On Day 2 there are more machine guns than I have ever seen at one time and yet no sense of security. Has there been a festival coup? Two military guys stop me on my way to coffee. “What?” I ask. “You need to have fun here,” they say.

There is confusion as to what artists have turned up and what stage and time they are on. I wander out into the forest again away from the funfair energy and bump into DJ Travella, the rising star of the Singhelli scene. Together, we watch his Tanzanian compatriot DONGO on a plastic garden chair in front of the stage. He goes emotionlessly from deadpan rumba to hammering noise wildly on the keyboard across his lap. We peer into the bizarre world of an outsider artist, and that very few bear witness to it makes it all the more special. The magic of this festival begins to take its grip.Later that night on the main stage, De Schumann’s raw confidence makes the crowd wail. The Dutch act pushes the rhythms of ‘bubbling house’ made popular by the Afro-diaspora in the Netherlands back in the 80s. They flex hard with claps, beeps and rapid snares that connect in a very serious way.

I am bizarrely served at the bar by a G4S security guard and yet one in four people I have spoken to have lost their phones. Clutching an empty beer bottle by my side I stagger back to my tent.
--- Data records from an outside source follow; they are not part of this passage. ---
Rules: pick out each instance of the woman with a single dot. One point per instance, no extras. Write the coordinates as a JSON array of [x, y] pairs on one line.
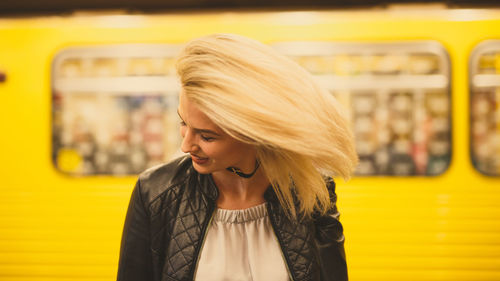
[[254, 200]]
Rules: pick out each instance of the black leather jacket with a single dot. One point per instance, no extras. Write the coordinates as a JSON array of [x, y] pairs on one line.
[[171, 208]]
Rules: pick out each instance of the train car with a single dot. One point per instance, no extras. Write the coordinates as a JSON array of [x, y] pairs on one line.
[[88, 101]]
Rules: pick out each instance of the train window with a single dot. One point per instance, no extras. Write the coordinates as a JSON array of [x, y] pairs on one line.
[[114, 109], [398, 95], [484, 84]]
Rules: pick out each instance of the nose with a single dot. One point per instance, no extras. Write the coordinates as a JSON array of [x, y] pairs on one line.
[[188, 142]]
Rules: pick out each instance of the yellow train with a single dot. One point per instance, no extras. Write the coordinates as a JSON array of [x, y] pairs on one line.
[[88, 101]]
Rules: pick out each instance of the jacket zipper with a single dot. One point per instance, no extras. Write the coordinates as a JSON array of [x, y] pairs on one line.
[[202, 243], [280, 244]]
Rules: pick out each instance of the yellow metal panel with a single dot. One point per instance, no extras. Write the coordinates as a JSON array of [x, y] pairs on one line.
[[55, 227]]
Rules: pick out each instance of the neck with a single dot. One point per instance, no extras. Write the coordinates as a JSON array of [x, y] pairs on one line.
[[236, 192]]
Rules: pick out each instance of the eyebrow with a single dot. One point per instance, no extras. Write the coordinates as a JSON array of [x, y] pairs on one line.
[[206, 131]]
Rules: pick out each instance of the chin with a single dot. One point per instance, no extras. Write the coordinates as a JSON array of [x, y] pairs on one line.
[[201, 169]]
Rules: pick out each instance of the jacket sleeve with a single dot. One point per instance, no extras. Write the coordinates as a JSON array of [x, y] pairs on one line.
[[330, 241], [135, 253]]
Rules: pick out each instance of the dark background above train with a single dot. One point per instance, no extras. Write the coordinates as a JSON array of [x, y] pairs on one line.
[[27, 7]]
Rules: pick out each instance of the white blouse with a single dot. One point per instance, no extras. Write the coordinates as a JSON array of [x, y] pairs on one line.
[[241, 246]]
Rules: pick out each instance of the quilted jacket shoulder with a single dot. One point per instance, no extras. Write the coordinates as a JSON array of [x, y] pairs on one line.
[[169, 213]]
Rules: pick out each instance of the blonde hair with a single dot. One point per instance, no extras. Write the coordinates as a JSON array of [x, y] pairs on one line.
[[265, 99]]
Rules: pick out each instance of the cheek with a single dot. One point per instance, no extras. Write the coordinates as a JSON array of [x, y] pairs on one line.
[[182, 130]]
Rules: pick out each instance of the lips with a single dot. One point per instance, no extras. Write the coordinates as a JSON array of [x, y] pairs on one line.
[[199, 160]]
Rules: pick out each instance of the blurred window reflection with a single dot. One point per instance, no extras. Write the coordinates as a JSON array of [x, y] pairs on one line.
[[114, 108], [398, 95], [485, 107]]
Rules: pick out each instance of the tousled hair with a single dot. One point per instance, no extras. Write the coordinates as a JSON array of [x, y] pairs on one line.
[[263, 98]]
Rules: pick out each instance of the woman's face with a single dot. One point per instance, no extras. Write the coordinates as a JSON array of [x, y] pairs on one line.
[[212, 150]]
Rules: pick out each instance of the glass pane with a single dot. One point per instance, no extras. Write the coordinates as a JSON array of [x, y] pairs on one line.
[[114, 109], [485, 107], [398, 96]]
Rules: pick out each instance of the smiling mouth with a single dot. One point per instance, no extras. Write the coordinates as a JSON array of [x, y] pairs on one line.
[[198, 157]]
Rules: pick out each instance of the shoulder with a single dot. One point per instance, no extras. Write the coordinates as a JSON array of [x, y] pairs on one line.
[[156, 180]]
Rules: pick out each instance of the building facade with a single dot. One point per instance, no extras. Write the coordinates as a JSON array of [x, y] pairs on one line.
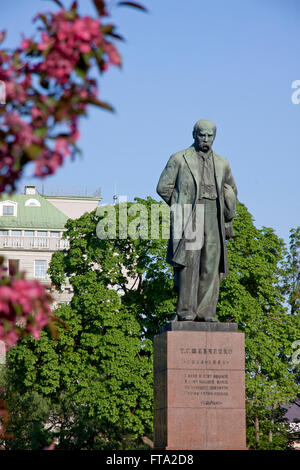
[[31, 230]]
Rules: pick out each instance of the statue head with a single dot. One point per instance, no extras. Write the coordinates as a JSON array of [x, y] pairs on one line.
[[204, 134]]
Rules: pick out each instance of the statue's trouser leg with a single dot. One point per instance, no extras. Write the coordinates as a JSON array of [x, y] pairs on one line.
[[209, 278], [187, 282]]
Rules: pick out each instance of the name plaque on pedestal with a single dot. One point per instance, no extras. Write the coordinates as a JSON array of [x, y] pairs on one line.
[[199, 387]]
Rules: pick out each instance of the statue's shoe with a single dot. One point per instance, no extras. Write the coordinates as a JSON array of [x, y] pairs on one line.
[[186, 318]]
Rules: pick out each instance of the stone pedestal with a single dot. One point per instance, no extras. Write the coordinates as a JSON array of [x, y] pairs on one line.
[[199, 387]]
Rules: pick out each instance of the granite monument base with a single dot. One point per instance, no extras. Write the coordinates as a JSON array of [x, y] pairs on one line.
[[199, 387]]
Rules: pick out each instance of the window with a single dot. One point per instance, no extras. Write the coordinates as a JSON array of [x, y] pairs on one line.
[[8, 210], [40, 268], [13, 266], [29, 233], [32, 203]]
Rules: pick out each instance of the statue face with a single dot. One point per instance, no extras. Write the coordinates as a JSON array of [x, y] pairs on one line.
[[204, 137]]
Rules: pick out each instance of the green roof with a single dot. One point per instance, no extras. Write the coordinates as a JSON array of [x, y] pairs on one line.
[[47, 216]]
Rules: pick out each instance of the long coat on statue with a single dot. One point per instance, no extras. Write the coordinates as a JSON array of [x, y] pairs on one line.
[[179, 184]]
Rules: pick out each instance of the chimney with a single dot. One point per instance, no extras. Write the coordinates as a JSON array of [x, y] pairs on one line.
[[30, 189]]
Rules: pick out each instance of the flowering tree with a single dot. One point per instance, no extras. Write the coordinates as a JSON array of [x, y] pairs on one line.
[[49, 86]]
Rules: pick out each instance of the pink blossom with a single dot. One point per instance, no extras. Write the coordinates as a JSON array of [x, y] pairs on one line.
[[25, 44]]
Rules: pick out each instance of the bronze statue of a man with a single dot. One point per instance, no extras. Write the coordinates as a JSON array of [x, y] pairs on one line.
[[199, 179]]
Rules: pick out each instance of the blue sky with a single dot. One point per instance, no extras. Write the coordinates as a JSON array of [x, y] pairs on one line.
[[229, 61]]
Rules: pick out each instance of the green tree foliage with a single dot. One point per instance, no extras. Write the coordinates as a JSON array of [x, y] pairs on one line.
[[291, 272], [98, 375]]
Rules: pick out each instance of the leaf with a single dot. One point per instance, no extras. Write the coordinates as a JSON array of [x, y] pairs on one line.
[[100, 6], [109, 30], [41, 131], [33, 151], [59, 3], [101, 104], [134, 5]]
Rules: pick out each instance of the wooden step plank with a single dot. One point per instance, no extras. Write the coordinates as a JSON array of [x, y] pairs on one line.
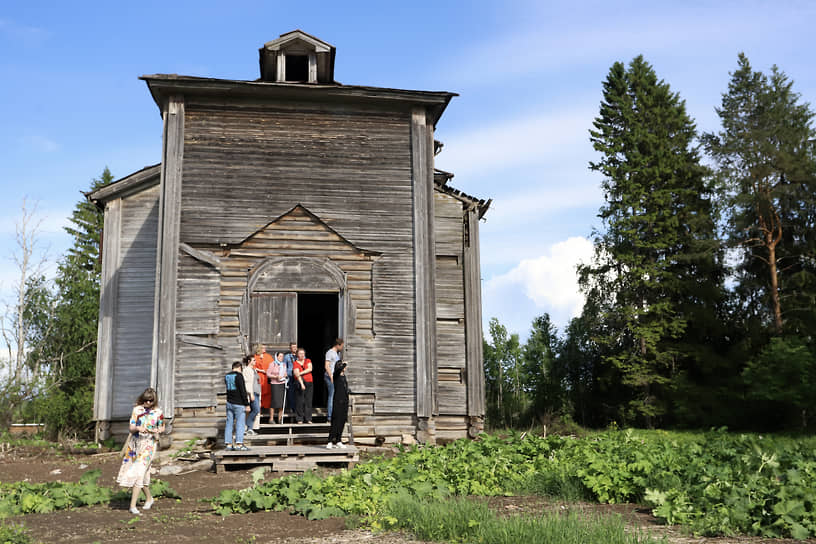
[[268, 451]]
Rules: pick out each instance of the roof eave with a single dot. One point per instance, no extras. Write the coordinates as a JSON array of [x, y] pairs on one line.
[[163, 85], [141, 179]]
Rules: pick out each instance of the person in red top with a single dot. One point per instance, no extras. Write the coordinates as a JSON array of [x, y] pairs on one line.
[[262, 362], [302, 370]]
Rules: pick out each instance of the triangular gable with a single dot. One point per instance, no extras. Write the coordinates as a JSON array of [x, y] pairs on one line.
[[296, 215], [295, 36]]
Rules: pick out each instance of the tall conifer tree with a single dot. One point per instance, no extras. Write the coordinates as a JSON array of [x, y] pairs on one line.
[[765, 154], [67, 404], [656, 261]]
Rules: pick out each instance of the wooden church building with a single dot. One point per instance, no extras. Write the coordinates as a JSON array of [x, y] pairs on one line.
[[293, 208]]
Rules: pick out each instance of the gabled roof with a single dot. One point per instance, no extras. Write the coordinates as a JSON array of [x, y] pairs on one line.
[[132, 183], [163, 85], [289, 37]]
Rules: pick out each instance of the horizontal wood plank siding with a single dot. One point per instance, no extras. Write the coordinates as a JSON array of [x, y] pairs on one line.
[[198, 366], [135, 287], [199, 287]]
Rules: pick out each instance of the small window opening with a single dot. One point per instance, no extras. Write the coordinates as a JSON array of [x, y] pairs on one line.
[[297, 68]]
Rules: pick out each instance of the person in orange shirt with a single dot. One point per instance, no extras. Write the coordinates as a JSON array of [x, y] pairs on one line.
[[302, 369], [262, 362]]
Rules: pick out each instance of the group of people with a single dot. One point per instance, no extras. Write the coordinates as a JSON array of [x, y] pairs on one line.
[[259, 381], [280, 382]]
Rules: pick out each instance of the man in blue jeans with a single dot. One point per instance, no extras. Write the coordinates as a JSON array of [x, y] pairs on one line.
[[237, 408], [332, 357]]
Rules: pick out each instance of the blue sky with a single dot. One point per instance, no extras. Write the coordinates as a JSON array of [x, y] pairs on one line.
[[529, 75]]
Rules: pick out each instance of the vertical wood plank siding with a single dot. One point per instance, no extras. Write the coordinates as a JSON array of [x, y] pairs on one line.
[[450, 305], [425, 320], [133, 329], [103, 392], [351, 167], [473, 317], [164, 348]]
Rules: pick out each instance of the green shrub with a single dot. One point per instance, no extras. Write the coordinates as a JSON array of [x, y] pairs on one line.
[[13, 534], [465, 520]]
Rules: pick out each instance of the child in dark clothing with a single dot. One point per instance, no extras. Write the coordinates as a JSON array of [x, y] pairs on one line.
[[237, 407], [339, 407]]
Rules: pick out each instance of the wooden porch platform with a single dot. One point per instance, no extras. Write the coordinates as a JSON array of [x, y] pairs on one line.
[[296, 458], [290, 447]]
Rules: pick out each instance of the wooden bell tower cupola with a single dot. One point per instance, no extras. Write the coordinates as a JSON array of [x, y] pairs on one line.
[[297, 57]]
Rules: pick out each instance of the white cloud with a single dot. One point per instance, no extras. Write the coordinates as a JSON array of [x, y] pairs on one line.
[[539, 47], [39, 143], [20, 31], [547, 283]]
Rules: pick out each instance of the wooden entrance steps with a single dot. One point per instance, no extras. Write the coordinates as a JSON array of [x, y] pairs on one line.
[[290, 447], [287, 458]]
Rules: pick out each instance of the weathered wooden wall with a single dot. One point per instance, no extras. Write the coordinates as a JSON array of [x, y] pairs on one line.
[[351, 167], [133, 323], [450, 304]]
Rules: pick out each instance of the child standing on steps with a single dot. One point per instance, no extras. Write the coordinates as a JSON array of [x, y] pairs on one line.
[[237, 408]]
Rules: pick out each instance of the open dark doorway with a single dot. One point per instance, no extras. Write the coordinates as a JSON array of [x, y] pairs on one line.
[[317, 329]]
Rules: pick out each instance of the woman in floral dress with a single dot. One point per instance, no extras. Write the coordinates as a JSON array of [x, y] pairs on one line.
[[146, 423]]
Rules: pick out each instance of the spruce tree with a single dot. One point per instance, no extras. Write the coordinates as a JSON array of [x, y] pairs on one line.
[[67, 404], [656, 261], [765, 158]]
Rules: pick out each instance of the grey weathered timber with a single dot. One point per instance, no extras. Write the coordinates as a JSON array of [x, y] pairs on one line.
[[164, 351], [449, 220], [275, 198], [133, 321], [107, 311], [425, 314], [135, 182], [204, 256], [473, 318]]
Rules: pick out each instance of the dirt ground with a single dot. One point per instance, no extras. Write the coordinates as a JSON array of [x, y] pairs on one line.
[[189, 519]]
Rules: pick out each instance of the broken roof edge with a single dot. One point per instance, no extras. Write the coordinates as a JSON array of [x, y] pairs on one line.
[[480, 204], [141, 179], [161, 85]]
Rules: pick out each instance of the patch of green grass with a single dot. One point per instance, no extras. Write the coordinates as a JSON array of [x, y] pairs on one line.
[[26, 497], [463, 520], [14, 534]]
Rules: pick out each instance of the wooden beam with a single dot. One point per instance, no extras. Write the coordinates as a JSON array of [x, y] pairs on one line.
[[103, 401], [473, 318], [424, 263], [204, 341], [202, 255], [164, 339]]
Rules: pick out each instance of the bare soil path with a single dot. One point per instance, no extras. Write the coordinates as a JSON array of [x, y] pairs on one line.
[[191, 519]]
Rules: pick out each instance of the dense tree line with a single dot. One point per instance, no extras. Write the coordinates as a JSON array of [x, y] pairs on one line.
[[701, 298], [59, 330]]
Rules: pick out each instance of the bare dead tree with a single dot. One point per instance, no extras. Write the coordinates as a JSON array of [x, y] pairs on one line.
[[30, 259]]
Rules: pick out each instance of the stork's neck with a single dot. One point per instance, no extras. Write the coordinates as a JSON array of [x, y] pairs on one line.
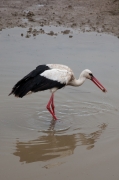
[[78, 82]]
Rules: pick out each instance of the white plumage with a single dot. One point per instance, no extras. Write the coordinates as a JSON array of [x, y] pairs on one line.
[[53, 77]]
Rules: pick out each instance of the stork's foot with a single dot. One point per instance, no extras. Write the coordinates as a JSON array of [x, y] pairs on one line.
[[53, 115]]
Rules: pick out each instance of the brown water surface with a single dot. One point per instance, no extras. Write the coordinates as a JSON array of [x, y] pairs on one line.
[[83, 142]]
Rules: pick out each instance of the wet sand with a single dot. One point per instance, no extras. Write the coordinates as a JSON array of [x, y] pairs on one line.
[[83, 143], [86, 15]]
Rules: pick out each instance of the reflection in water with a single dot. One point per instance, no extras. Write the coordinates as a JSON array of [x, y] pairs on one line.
[[51, 146]]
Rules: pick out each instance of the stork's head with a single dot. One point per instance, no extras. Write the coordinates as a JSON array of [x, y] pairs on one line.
[[89, 75]]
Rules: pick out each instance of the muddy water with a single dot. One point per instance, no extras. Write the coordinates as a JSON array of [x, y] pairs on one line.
[[83, 143]]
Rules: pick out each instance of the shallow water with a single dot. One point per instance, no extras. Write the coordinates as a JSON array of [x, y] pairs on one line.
[[84, 140]]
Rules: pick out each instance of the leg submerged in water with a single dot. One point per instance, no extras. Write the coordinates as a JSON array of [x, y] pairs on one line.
[[51, 105]]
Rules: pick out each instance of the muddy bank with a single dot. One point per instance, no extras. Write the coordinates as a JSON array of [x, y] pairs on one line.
[[91, 15]]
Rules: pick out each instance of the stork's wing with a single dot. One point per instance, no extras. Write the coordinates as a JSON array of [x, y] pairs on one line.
[[61, 76], [35, 81]]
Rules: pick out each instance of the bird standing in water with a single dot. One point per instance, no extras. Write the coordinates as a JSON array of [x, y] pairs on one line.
[[53, 77]]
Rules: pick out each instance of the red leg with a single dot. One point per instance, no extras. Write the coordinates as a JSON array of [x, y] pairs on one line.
[[49, 109], [52, 104]]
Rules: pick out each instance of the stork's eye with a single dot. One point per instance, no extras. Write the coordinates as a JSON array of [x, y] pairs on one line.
[[91, 74]]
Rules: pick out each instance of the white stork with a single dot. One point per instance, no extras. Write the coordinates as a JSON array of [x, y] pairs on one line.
[[53, 77]]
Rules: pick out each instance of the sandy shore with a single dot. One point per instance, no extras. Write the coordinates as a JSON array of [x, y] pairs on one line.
[[88, 15]]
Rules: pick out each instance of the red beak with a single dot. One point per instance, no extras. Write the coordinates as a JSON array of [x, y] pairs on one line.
[[98, 84]]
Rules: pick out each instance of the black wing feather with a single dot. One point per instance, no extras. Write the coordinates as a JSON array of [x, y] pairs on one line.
[[34, 82]]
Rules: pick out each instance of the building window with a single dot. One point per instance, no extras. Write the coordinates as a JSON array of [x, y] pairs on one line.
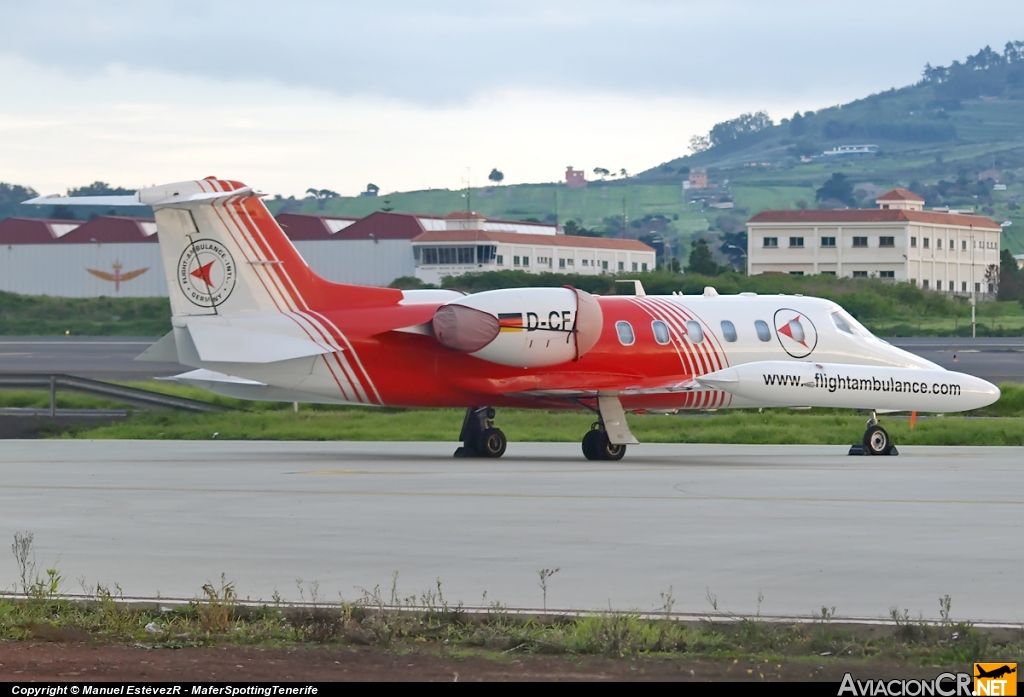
[[693, 332], [625, 331], [660, 332]]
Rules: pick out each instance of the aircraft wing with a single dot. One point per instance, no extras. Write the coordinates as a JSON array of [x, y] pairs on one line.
[[578, 386]]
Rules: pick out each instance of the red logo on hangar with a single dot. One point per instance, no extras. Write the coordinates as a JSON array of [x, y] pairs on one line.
[[796, 333], [206, 272]]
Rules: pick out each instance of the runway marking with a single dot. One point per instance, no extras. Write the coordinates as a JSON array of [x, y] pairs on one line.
[[546, 496]]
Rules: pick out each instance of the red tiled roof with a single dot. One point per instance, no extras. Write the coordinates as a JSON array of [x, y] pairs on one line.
[[382, 225], [27, 231], [109, 228], [873, 215], [539, 240], [900, 194]]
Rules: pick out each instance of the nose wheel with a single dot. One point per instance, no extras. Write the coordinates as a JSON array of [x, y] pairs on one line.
[[597, 446], [479, 437]]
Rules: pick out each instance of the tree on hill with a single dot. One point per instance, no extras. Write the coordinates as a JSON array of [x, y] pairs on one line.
[[1010, 287], [99, 188], [701, 261], [838, 188]]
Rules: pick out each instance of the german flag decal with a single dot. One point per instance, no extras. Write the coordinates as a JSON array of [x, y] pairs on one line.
[[510, 321]]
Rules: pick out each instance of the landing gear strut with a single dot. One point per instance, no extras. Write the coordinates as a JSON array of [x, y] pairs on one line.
[[479, 437], [597, 446], [609, 434], [876, 441]]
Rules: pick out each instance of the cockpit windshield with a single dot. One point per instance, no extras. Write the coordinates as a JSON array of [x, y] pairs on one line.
[[844, 322]]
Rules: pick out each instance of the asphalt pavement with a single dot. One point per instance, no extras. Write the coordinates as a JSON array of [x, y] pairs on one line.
[[799, 527]]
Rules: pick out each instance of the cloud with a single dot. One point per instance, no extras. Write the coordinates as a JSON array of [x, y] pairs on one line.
[[450, 52]]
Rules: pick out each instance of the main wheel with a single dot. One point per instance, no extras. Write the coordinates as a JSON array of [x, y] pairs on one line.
[[877, 441], [492, 443], [606, 449]]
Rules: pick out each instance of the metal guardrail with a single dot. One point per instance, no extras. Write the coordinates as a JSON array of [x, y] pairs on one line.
[[131, 395]]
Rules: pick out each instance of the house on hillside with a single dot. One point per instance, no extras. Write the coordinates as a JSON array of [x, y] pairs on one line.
[[898, 241]]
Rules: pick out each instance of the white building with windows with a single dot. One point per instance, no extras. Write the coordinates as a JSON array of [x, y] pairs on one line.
[[898, 241], [466, 248]]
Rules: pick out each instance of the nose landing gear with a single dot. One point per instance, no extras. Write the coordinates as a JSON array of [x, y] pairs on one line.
[[479, 437]]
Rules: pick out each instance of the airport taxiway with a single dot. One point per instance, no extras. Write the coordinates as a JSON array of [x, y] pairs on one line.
[[801, 526]]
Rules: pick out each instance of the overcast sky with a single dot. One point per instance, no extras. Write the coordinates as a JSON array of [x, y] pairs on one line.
[[412, 95]]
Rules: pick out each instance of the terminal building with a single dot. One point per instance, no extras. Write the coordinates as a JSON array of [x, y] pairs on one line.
[[119, 256], [899, 241]]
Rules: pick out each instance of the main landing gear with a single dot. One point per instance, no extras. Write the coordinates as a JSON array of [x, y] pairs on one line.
[[608, 436], [479, 437], [876, 441]]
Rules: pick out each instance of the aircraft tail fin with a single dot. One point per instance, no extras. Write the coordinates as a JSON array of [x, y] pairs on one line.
[[224, 254]]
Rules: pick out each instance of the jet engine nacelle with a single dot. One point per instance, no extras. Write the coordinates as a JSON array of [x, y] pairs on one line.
[[523, 328]]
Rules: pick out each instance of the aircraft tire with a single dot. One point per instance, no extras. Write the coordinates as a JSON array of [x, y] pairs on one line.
[[877, 441], [492, 443], [590, 443]]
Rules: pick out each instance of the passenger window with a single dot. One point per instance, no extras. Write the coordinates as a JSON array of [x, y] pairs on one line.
[[625, 331], [796, 330], [660, 332], [694, 332]]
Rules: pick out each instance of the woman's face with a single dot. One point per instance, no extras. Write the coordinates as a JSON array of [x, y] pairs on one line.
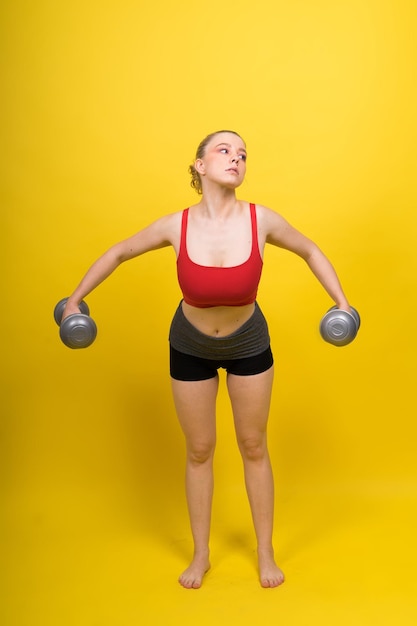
[[224, 161]]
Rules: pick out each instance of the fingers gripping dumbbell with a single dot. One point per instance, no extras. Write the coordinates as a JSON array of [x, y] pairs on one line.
[[78, 330], [340, 327]]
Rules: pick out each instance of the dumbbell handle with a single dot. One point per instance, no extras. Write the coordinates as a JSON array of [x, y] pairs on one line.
[[77, 330], [60, 308], [340, 327]]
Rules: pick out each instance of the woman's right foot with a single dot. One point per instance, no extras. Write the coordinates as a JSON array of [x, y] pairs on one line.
[[192, 577]]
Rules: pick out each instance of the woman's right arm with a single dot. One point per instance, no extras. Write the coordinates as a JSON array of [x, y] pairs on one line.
[[157, 235]]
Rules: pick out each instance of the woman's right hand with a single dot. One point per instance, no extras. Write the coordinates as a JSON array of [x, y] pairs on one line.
[[71, 308]]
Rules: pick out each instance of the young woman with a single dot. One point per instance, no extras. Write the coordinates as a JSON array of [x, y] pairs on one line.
[[219, 243]]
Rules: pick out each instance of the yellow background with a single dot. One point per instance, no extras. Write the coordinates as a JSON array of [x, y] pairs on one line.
[[103, 105]]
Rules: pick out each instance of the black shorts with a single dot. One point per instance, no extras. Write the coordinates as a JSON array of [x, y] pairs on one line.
[[192, 368]]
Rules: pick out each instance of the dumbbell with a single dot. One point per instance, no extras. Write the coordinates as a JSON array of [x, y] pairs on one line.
[[78, 330], [340, 327]]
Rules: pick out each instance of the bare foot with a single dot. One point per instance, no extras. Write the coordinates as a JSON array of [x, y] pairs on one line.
[[269, 573], [194, 574]]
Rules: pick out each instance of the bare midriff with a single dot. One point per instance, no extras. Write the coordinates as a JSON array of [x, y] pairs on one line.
[[218, 321]]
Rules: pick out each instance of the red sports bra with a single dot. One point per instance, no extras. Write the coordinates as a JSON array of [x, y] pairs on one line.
[[206, 286]]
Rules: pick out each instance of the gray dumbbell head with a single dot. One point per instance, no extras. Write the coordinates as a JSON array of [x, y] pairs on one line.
[[339, 327], [78, 331]]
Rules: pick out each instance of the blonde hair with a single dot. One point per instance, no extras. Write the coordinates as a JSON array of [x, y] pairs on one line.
[[201, 150]]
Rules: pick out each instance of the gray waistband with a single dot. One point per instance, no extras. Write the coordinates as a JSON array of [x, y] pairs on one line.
[[250, 339]]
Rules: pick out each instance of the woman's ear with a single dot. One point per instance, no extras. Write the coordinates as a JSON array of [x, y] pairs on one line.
[[199, 167]]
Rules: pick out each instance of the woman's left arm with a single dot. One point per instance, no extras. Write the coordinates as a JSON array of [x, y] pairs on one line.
[[280, 233]]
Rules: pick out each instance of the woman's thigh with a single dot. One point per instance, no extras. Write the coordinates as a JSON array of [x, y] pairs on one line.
[[250, 397], [195, 404]]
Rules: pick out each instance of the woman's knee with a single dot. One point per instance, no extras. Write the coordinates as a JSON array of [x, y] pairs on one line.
[[253, 447], [200, 452]]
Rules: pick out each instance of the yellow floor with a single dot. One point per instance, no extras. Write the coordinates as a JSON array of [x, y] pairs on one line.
[[74, 558]]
There are toilets now.

Day 3 is something else entirely. I’m covered in sacred and fertile orange earth and become part of it all. Like Martin Sheen when he goes to murder Marlon Brando in Apocalypse Now, I am empowered by the vibration and oneness of spirit as something grows in me that I cannot quell. I spend most of the day with Otim Alpha having given up on who and at what time they are playing.

When they finally take to the stage three hours late I am so blown away by this ex-boxer’s voice and spirit that I stand there weeping until a man hugs me, whispering that it’s going to be ok. There is so much love and life to this huge group and as they dance and bounce to Alpha’s electronic take on traditional Ugandan music, the moment becomes everything we could ever dream of. My eyeballs go from wide to white and back again, trembling in my head.

Later, DJ Jeff of Easten Uganda plays a whole set of high spirited songs about circumcision. He finishes with an earnest speech as he clambers over the crowd. “You must be old enough to remember, no pain killer and covered in cassava flour.” I’m left glad that I’ve already had mine done.

DJ Diaki ends my night and my festival because no one is going to top this chaos. He turns up dressed like a businessman because this is a man who means business. High intensity BPM may be a thing right now but no one does it like Diaki. He whips the crowd into such a trance that we become a wave. I myself infringe most of the rules on the Nyege disclaimer right there on the dance floor. It is literally bedlam as Diaki pounds a PC keyboard to create a noise you can only imagine would make sense with DMT goblins leaping into your chest. He is unbeatable. Unfortunately for him, he ends his set having lost his phone.